4. How does traceTorch work?
============================

Now that we know what SNNs are, how traces work, we can finally look at how and why ``traceTorch`` works. Recall that
the fundamentals of backpropagation with autograd and graphs is that we want to find out how much each learnable
parameter affects the loss. If we have our entire graph that leads to some final loss value being calculated, we can
easily traverse the graph and apply the chain rule along the way.

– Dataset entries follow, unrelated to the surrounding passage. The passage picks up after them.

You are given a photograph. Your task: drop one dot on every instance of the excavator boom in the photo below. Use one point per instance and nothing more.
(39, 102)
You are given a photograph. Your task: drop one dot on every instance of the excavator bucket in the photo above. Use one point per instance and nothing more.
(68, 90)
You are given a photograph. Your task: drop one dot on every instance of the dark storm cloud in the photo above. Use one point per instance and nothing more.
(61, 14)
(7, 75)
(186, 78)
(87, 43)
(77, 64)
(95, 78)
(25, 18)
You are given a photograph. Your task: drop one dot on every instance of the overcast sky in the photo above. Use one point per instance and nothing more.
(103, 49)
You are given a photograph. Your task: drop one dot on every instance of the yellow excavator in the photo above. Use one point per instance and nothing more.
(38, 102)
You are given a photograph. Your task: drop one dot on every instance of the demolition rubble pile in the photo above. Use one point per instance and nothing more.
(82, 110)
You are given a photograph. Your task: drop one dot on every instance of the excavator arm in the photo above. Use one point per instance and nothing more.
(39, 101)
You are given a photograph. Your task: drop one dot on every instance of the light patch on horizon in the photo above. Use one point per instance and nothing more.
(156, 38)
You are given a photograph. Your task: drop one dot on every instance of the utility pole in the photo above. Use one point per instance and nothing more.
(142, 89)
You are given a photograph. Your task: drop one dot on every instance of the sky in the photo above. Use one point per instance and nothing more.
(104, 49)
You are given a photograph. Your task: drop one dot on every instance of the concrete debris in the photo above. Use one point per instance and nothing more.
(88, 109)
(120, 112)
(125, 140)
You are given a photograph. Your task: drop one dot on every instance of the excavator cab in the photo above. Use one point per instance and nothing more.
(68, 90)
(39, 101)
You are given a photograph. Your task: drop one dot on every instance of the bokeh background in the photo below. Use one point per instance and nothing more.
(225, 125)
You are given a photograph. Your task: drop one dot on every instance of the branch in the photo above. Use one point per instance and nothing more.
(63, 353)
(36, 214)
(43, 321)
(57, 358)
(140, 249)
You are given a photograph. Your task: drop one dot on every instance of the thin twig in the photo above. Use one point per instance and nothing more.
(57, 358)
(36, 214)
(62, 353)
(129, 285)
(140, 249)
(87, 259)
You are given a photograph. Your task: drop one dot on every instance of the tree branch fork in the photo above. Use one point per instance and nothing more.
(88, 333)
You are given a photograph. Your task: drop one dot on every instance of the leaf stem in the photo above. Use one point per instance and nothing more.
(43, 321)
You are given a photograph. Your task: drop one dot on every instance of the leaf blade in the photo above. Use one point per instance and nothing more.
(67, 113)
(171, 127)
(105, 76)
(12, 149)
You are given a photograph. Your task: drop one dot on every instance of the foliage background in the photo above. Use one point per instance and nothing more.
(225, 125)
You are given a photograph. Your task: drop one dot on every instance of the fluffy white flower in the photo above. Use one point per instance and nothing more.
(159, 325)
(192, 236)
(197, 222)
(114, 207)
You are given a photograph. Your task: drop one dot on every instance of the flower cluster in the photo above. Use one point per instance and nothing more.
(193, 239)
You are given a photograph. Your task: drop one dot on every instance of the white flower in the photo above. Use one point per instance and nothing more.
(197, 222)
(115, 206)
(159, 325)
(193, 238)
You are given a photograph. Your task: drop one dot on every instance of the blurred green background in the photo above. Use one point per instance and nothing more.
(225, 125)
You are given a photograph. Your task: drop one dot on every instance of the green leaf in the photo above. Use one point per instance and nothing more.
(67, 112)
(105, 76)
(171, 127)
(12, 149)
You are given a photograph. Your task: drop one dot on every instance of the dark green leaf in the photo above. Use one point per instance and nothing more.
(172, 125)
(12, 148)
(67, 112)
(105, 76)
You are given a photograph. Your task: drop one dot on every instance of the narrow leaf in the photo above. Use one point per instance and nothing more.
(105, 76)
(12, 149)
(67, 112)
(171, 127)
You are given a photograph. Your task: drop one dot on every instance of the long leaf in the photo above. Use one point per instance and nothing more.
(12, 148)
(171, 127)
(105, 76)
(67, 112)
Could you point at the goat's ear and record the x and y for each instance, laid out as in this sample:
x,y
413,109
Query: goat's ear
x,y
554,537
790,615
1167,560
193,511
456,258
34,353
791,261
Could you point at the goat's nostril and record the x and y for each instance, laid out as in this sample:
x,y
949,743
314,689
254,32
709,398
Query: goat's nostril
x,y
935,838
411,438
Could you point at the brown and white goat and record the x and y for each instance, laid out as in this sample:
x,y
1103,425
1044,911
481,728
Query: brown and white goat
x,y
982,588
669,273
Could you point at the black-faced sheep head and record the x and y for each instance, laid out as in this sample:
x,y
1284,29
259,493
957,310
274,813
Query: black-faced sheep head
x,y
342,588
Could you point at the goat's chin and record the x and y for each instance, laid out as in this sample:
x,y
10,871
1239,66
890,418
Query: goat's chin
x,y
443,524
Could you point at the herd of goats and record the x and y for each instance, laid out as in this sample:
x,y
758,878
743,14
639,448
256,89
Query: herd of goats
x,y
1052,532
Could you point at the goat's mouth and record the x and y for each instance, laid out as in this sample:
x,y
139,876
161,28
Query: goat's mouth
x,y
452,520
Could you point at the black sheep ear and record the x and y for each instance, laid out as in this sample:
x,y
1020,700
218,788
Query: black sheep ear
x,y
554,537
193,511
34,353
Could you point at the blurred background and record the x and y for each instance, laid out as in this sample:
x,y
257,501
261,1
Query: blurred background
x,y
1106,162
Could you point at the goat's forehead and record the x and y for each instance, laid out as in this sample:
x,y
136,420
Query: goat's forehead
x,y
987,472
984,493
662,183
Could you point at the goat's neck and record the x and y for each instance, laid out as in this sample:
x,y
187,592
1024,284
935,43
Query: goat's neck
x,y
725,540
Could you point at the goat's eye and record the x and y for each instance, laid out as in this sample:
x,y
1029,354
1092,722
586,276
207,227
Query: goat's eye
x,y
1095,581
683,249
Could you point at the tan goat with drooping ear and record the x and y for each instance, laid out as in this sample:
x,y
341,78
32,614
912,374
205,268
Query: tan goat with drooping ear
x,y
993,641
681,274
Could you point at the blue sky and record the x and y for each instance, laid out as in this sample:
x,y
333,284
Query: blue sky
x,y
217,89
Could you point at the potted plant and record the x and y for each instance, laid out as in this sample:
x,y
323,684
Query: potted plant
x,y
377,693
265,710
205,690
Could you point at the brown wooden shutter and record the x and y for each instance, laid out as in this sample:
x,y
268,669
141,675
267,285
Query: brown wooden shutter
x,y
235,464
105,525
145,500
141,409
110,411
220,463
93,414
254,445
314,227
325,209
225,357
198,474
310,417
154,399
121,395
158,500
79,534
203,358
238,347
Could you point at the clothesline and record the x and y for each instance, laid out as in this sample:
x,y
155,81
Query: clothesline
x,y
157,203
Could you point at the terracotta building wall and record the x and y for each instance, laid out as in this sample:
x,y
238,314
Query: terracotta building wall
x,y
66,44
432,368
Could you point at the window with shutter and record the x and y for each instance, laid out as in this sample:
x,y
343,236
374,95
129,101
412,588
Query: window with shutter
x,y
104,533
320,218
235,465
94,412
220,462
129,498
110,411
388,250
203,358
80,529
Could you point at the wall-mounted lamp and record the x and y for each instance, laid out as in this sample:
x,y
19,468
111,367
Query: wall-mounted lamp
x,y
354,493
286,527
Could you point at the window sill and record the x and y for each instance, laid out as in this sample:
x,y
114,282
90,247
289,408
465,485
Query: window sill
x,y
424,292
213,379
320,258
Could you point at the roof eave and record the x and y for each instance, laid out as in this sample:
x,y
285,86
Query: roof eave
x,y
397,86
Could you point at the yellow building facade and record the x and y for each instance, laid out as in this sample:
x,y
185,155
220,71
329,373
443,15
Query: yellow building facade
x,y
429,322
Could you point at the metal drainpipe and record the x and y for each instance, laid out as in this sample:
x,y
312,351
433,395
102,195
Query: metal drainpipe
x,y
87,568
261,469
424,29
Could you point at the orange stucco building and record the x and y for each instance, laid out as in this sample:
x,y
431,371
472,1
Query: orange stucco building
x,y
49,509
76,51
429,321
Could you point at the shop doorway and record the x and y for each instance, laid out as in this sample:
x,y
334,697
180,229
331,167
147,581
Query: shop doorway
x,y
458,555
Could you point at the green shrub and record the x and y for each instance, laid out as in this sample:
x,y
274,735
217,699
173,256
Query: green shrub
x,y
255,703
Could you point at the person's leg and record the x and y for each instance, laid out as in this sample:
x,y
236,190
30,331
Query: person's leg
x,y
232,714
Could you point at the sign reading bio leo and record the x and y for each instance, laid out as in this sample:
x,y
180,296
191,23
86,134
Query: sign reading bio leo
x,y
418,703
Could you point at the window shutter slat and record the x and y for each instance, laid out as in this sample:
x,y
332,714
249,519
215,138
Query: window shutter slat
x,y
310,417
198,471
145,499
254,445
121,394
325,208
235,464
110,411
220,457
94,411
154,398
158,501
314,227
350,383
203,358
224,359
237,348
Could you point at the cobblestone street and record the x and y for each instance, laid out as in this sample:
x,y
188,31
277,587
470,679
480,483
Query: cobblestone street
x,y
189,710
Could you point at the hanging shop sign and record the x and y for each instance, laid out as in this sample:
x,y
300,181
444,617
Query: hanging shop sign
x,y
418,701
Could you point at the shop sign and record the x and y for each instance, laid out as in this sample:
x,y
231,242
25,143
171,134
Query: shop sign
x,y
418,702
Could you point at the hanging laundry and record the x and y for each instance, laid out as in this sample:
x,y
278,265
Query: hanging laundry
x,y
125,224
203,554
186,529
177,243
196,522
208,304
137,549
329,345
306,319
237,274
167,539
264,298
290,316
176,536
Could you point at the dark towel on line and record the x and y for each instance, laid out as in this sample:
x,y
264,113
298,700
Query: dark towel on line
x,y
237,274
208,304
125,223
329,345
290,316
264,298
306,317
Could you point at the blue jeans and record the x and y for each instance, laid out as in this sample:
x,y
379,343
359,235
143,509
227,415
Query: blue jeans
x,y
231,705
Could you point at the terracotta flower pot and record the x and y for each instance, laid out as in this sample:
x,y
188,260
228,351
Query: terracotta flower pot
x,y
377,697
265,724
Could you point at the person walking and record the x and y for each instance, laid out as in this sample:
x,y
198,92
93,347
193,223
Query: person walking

The first important thing to understand is that the big autograd graph can actually be split into many smaller graphs,
each one for each layer, and hence turn this one big operation into a number of simpler, local ones. For this to work,
each layer should store the inputs it got, as well as the computation graph used to produce the outputs. Then, when the
downstream layer sends a learning signal (the derivative of the loss w.r.t. this layer's outputs) to this layer,
we can easily traverse our small local graph to find out how much each parameter affected the output, and since we know
how wrong the outputs are, we know how wrong the parameters are. Calculate the derivative of the incoming learning
signal w.r.t. the input and we have constructed the learning signal that we will send upstream. Repeat until all layers
are done.

The second thing to understand is that recurrent models are very memory heavy. Imagine a simple recurrent model with 2
layers that runs for 100 timesteps. Not only will we need to save the 100 raw inputs, but we need to save the 100
intermediate tensors going from layer 1 to 2, and the 100 outputs. We are effectively eating 100 times the amount of
memory that we would have with a normal model. This is a very big issue with backpropagation through time (BPTT), so you
can say goodbye to training anything for a decently long amount of time, you will have to resort to the truncated
version of BPTT: TBPTT. But, even then, you can still bid goodbye to anything of decent size or for long time sequences.
You are hardware limited by the amount of things you can store, you simply cannot find patterns over long periods of
time if you don't have those tensors recorded in any way.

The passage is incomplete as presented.